LLMs can see and hear without any training

TL;DR

MILS presents a training-free, test-time framework that endows LLMs with multimodal perception and generation by wiring a Generator (LLM) to propose candidates and a Scorer (multimodal model) to evaluate them, iteratively refining outputs over $N$ steps. This gradient-free, modular loop yields emergent zero-shot capabilities across images, video, audio, and generation/editing tasks, including cross-modal arithmetic via embedding inversion to text. Across image, video, and audio captioning, as well as high-quality image generation and style transfer, MILS matches or surpasses task-specific baselines without any training data curation. The approach highlights a practical, scalable path to multimodal AI, with potential extensions to additional modalities and tasks as LLMs and multimodal encoders improve.

Abstract

We present MILS: Multimodal Iterative LLM Solver, a surprisingly simple, training-free approach, to imbue multimodal capabilities into your favorite LLM. Leveraging their innate ability to perform multi-step reasoning, MILS prompts the LLM to generate candidate outputs, each of which are scored and fed back iteratively, eventually generating a solution to the task.
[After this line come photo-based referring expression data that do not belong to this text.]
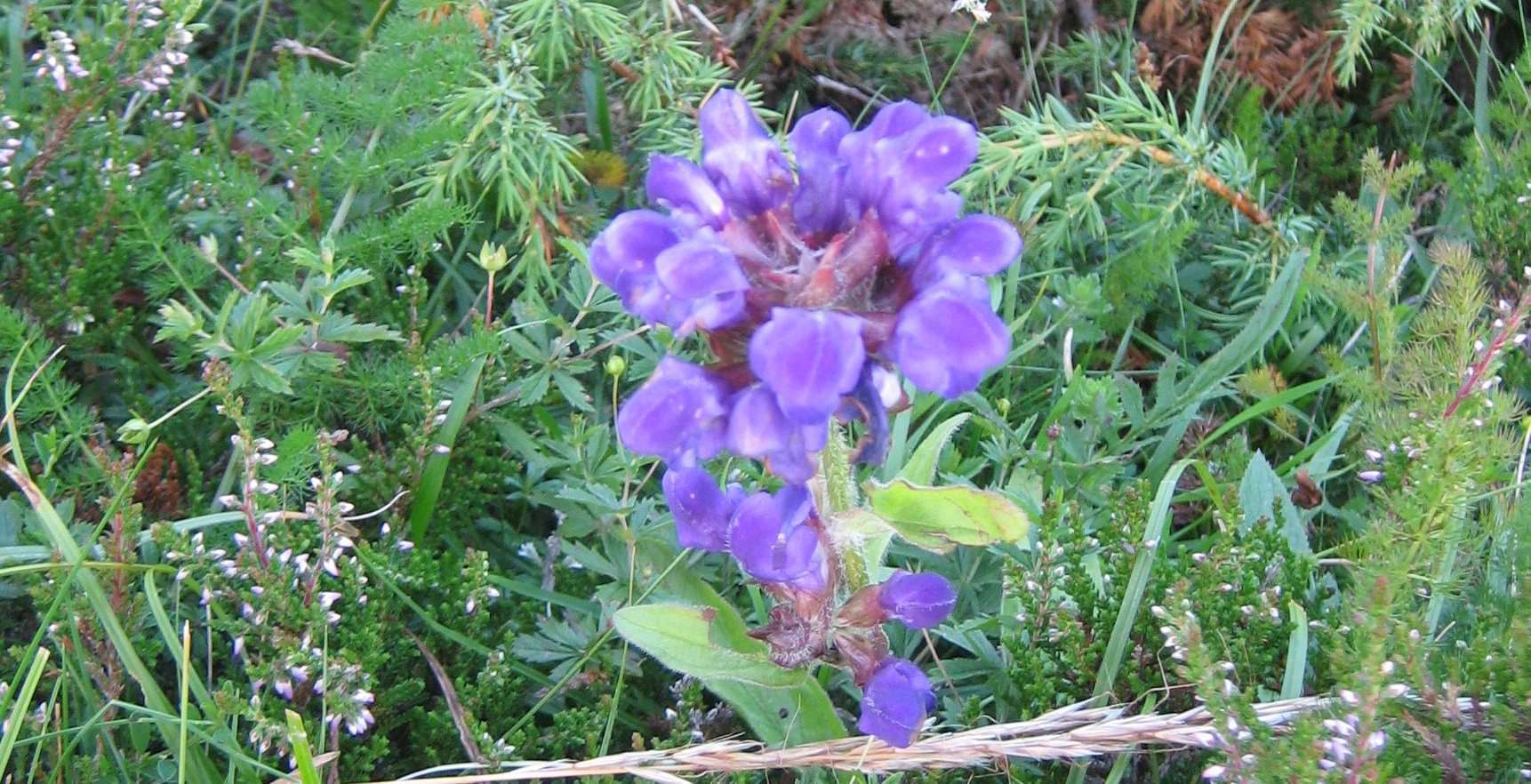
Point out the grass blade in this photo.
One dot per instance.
(23, 697)
(1295, 654)
(1138, 582)
(435, 472)
(302, 752)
This enables various applications that typically require training specialized models on task-specific data. In particular, we establish a new state-of-the-art on emergent zero-shot image, video and audio captioning. MILS seamlessly applies to media generation as well, discovering prompt rewrites to improve text-to-image generation, and even edit prompts for style transfer! Finally, being a gradient-free optimization approach, MILS can invert multimodal embeddings into text, enabling applications like cross-modal arithmetic.

Figures (16)

• Figure 1: Our proposed approach, MILS, enables various applications, from captioning images, video, or audio; improving text-to-image generation; image editing such as style transfer; as well as arithmetic across different modalities by inverting them all into text. It accomplishes all this using a purely test-time optimization approach without any task specific training or data curation!
• Figure 2: MILS leverages two key modules, Generator and Scorer, to solve multimodal tasks. The Generator will generate a number of text candidates, e.g. captions for image captioning and prompts for T2I, each of which will be scored by the Scorer, and passed back into the Generator as feedback to generate the next batch of text candidates, eventually producing the final output for the input test sample.
• Figure 3: Image Captioning using MILS, compared to existing state-of-the-art zero-shot approach, MeaCap zeng2024meacap. MILS, while being a much simpler approach, produces more accurate and syntactically correct captions to the image.
• Figure 4: Improved text-to-image (T2I) generation using MILS. We apply MILS to two of the latest, state-of-the-art T2I models, a latent diffusion model (LDM), and FLUX.1 [schnell] (FLUX). We compare MILS's outputs to the generations from the initial models using human annotators. Evaluated over the 200 prompt DrawBench dataset, the annotators clearly preferred MILS's generations on both overall quality and text faithfulness, across both models.
• Figure 5: Improving image generation using MILS. Applying MILS to a Generator using the same base model, a Latent Diffusion Model (LDM) in this case, leads to much higher quality images. We show the original input prompt, the generation from the base model, and from MILS.